Teaching Your Children and Students a Civics Lesson

It is important that educators teach their students the meaning of the motto. From an educational standpoint, every time students see the national motto they should think of its special meaning for the country.

When used as a national motto, the phrase “In God We Trust” is not a personal declaration. Every person in America does not trust in the same God and some do not believe there is a god at all. How can a nation as diverse as ours make such a specific declaration? 

The phrase reflects the civil foundation upon which America was founded in the same way that “one nation under God” does in the Pledge of Allegiance.

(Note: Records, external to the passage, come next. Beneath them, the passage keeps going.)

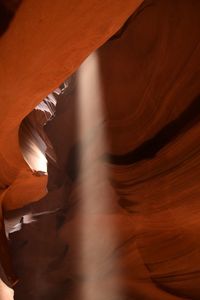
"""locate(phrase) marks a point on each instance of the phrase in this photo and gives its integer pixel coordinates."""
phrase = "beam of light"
(97, 229)
(6, 293)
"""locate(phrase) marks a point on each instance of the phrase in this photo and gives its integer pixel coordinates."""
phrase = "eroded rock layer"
(145, 243)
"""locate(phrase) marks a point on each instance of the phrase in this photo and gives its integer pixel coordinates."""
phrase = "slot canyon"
(100, 150)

The Declaration of Independence states, “We hold these truths to be self-evident that all Men are created equal and endowed by their Creator with certain unalienable rights.”

America is unique in that it sees rights coming from God, not from the government. Instead of the divine right of kings, our Founders asserted the divine rights of the common man. That was truly revolutionary.

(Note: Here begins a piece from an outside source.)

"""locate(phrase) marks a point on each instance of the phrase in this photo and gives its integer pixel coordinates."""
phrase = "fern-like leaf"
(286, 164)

Following the lead of the Declaration, nearly every state constitution begins with thankfulness to the “Sovereign Ruler of the Universe” or “Grateful to Almighty God.” When learning civics, students should understand that the laws of their state flowed from the principle that there is a God who gave Mankind certain unalienable rights and that the state legislators were crafting laws to protect (not grant) those rights.

Giving our national motto more visibility is important. However, without parents and educators promoting its importance, schools can conform to the letter of the law and not inspire students about its value for their lives.

Discussion Questions for Students

1. Since all Americans don’t trust in God, why have a national motto stating, “In God We Trust”?